Receive the Body and Blood of Christ

Our liturgical vessels comprise montrances, chalices, ciboriums and patens, both old and new. In addition to these our collection of liturgical metals also includes crosiers, thuribles and holy water vessels.


Photo provided by: 
Michael Jensen
Gothic Chalice

The word chalice comes from the Latin word for cup, calix which in turn is borrowed from the Greek.

A chalice is not merely a cup. It is a sacred vessel, a receptacle. It is the site of the transformation, in mystery, of wine into redemptive, sacrificial blood.  As a vessel of the Eucharist, it is intimately involved in the central act of Christian worship.

Liturgical law states that the material must be considered worthy of the precious blood, and that the bowl not be porous.
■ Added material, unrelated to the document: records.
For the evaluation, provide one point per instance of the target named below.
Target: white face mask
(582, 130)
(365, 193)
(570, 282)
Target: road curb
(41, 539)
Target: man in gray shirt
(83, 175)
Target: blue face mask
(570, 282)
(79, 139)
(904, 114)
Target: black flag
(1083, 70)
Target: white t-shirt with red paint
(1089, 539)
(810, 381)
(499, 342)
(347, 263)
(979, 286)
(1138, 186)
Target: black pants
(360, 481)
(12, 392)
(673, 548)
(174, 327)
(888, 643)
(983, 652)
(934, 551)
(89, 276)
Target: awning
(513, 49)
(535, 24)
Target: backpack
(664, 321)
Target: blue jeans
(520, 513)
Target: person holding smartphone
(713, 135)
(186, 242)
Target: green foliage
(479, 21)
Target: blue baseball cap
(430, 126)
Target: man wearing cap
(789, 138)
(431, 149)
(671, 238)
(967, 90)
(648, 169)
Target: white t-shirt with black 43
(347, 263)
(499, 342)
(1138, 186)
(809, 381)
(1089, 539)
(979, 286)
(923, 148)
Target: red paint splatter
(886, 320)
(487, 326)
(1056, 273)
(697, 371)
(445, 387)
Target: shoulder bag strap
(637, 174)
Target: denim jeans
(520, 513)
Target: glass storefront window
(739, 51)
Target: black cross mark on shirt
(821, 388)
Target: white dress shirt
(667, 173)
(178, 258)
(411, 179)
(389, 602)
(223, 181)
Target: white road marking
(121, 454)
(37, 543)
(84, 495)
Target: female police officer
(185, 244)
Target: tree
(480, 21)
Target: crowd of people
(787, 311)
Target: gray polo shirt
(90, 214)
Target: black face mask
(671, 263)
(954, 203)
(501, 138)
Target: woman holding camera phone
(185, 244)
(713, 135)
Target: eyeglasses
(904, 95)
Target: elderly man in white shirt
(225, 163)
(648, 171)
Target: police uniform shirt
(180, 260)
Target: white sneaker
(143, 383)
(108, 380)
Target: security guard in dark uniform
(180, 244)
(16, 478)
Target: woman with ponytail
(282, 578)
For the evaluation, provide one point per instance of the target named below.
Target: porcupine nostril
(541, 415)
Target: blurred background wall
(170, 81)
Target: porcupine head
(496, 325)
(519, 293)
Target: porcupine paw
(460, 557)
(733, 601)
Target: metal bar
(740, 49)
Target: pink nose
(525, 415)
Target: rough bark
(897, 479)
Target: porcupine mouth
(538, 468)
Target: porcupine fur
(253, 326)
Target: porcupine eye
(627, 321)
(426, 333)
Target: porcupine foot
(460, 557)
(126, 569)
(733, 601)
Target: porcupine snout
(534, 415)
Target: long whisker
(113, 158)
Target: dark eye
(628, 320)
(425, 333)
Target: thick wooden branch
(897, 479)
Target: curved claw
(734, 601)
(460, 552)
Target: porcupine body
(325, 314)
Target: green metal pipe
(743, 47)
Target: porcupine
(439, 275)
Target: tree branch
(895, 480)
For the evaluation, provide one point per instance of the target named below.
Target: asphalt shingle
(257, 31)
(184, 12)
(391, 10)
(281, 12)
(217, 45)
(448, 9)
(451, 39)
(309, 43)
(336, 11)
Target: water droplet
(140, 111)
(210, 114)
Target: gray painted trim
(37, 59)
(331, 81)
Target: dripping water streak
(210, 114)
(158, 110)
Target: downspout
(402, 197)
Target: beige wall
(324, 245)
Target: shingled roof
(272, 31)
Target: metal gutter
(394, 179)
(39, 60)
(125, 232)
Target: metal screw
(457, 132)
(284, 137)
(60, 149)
Many of The Basilica's chalices were gifts. Their history lies only in what can be read off them. After years of service, only a few are in good enough repair to be used at Sunday Masses.




The Latin word ciborium is rooted in the Greek word kiborion meaning cup-shaped vessel. In the liturgy a ciborium or covered cup-shaped vessed is used for the reservation of the Blessed Sacrament in the Tabernacle.


Rooted in the Latin verb monstrare meaning to show monstrances are beautiful recepticles intended to hold the Blessed Sacrament during the Exposition of the Blessed Sacrament.


The word paten comes from the Latin word for shallow dish, patina of patena. A paten is used in the liturgy to hold the hosts.